I think I should’ve primed the body black or a dark gray before spraying the gunmetal – the dark metallic paint on top of a white body means the edges really stand out after everything’s said and done. The door seams all have a little less paint on them due to the thin layers, so we get a bit of an ugly highlight effect going on.

I do really like the rear end. Those exhaust tips turned out better than I hoped.

I actually messed up the first time I took this photoshoot and noticed that I applied the 300zx decal upside down, so it read 300sx. Threw me for a loop since I thought I had built a weird skew of the car called the sx for a moment.

I noticed when I first checked out the body shell that it seems to have a trunk lid spoiler already integrated into the body. I’m not sure if this is standard as part of the body lines or a dealer add-on, but I liked its subtly enough not to shave it and tack a giant wang on. Keeps the car clean and also earns its distinction as the only car I’ve built without a wing so far.

Even though the car doesn’t quite roll anymore, I’m at least glad I kept the steering rack functional. That’s what happens when you actually use the correctly sized wheels.

The front grille is really an oddity – I didn’t know the car well enough to know what to do with it. There’s no mesh in those thin front bumper openings, and behind them is a little rectangle that juts up from the chassis that I assume is supposed to be an intercooler?

The manual called for it to be painted purple, though I opted for silver to make it less weird. Still, it’s a strange little detail and I’m not quite totally sure what it’s actually supposed to be on the car.

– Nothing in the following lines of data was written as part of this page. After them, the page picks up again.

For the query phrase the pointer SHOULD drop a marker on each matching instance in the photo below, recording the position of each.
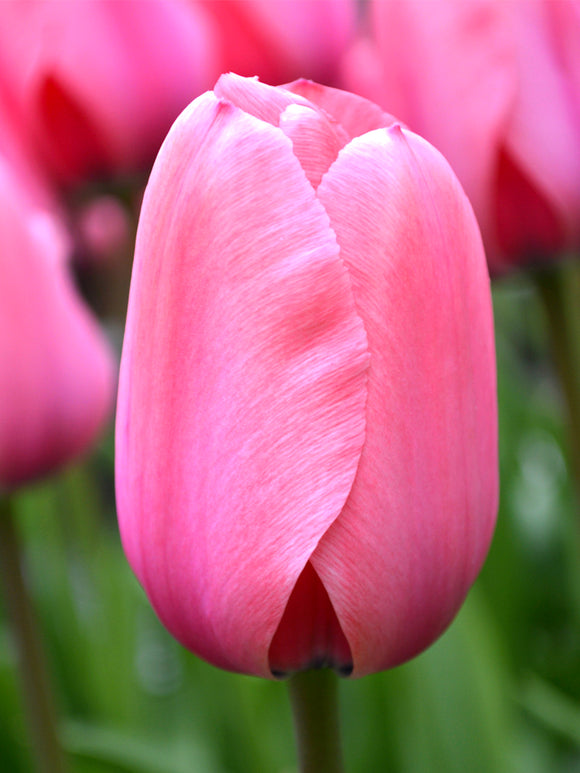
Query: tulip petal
(414, 532)
(542, 135)
(242, 388)
(316, 137)
(355, 114)
(56, 369)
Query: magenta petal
(399, 560)
(56, 369)
(355, 114)
(315, 140)
(243, 384)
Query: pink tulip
(56, 371)
(96, 85)
(282, 39)
(495, 86)
(306, 428)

The hood thankfully just lays on the bay and sits completely flush. You wouldn’t know it comes off until you flip the car upside down and it falls off.

Even though it doesn’t have actual hood hinges, you can still prop it up to display the motor.

 

No hood prop is actually given though – as I’ve done in the past, this is just a toothpick hastily painted black.

I really like the motor – it’s simplified a bit from the real thing so the bay doesn’t look quite as cramped as the 300zx is so renowned for. Props to Tamiya for achieving this kind of detail way back in the day.

The undercarriage looks better than I expected it to, what with the hacking apart of the rear suspension and the not-properly-fitted rear tires.

I wanted to build this car to the stereotype of an older street car, with just the basic modifications most owners would go with first – wheels, lowering suspension, race interior, and exhaust. I think the gunmetal tied that look together quite well too – it works well with the 300zx’s more dated design. There’s a little too much sparkly metallic in that hue for my liking and not enough of the deep gloss look that I’m so used to seeing with today’s cars, but if I had to use it on any car I think this ended up as the perfect candidate.